Memória de Curto Prazo

Nas aulas de desenho que ministro observei que muitos alunos têm dificuldade de desenhar porque não guardam o que vêem e quando vão riscar no papel já esqueceram como deveria ser o traço (curto ou longo, inclinado ou reto). Procuro alertar para o fato de que, se colocarem a figura ou foto trabalhada na mesma posição da folha a ser desenhada e ao lado da mesma, fica mais fácil o movimento do olhar e a memorização dos detalhes do que vai ser desenhado. As dificuldades que observei em alguns alunos me fizeram questionar porque alguns alunos pareciam não guardar a imagem que eles focaram décimos de segundos antes e não conseguiam reter, pois, quando iam desenhar, saia totalmente diferente.

Procuro orientar sobre as técnicas básicas de desenho e sempre iniciamos um objeto ou figura traçando uma linha de centro ou eixo de referência, o que facilita muito na hora de o aluno captar detalhes do desenho. Como este é um processo de construção da forma – e não de exercício da criatividade -, nos guiamos por uma imagem através de fotos ou ilustrações ou mesmo através da colocação de objetos numa mesa. Nosso objetivo é trabalhar o objeto respeitando a proporção entre a largura e altura e, posteriormente, trabalhar o sombreado dando noção de volume. Observo que alguns alunos não conseguem reproduzir os traços mesmo estando tão perto e não tendo mais do que décimos de segundos entre um movimento e outro, o olhar e o traçar. Muitas vezes achei que o aluno não prestava atenção e fiquei achando que tinha alguma dificuldade de aprendizagem mas ultimamente tenho questionado se não tem a ver com a memória ou mais precisamente a memória visual.
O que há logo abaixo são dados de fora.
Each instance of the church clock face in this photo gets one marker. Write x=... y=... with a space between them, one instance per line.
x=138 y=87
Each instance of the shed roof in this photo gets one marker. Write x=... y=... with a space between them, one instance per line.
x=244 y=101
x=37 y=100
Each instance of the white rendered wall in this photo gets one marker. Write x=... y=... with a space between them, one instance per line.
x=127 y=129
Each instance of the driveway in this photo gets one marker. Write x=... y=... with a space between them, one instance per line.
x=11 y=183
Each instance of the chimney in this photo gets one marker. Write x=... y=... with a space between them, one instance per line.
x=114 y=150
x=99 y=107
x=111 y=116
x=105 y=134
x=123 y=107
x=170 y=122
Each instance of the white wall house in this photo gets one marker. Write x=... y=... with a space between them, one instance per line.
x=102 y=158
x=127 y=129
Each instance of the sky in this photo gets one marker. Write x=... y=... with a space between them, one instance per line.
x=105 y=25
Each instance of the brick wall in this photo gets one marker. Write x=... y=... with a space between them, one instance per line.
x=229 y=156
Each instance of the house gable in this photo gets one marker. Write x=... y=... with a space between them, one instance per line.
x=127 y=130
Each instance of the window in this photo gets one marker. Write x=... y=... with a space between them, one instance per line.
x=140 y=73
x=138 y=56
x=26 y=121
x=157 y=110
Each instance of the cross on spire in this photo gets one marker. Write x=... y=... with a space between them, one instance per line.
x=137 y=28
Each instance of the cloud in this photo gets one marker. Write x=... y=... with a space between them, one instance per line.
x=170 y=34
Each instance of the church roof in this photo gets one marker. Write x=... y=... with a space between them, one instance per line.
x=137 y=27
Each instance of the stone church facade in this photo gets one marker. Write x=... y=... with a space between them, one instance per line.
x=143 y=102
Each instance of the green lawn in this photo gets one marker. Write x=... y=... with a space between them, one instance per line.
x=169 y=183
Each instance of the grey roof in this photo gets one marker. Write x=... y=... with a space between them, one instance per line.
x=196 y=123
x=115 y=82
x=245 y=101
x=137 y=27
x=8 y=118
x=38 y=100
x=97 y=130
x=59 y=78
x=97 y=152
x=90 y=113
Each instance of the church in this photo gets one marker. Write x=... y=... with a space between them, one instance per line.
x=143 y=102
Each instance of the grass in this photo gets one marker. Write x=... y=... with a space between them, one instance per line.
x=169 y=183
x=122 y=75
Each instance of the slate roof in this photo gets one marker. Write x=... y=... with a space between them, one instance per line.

Gostaria de ir mais fundo nestas observações e trocar idéias sobre o que tenho avaliado. Tenho pensado muito na hipótese de desenvolver um método mais eficiente de estimular esta memória e consequentemente facilitar o processo do aprendizado de desenho, será que isto é possível?

Alguns Cientistas do Kennedy Center for Research on Human Development Vanderbilt Vision Research Center y Center for Integrative & Cognitive Neuroscience descobriram uma região do cérebro possivelmente responsável do velho ditado: “olhos que não vêm, coração que não sente” ou “fora da vista fora da mente”. Este estudo analisa a capacidade de armazenamento de imagens observadas numa cena. Cita a memória visual a curto prazo como responsável pela apreensão destas imagens e situa no córtex parietal posterior do cérebro a região aonde este processo acontece no ser humano.

Nestas experiências foram usadas ressonâncias magnéticas para examinar as regiões cerebrais que se iam ativando nas mudanças no fluxo sangüíneo e na oxigenação destas regiões à medida que uma série de pessoas realizavam provas de memória visual. Os participantes viam umas imagens que continham entre uma a oito objetos coloridos. Depois de um dia ou um segundo depois das provas perguntava-se sobre a imagem que tinham acabado de ver. Normalmente as pessoas recordavam bem todos os objetos nas cenas observadas que continham quatro ou menos objetos e começavam a cometer erros na altura de descrever imagens com um maior número de objetos, o que indica que a capacidade de armazenamento de memória visual a curto prazo é de aproximadamente quatro”.  – (fonte: http://salud.medicinatv.com)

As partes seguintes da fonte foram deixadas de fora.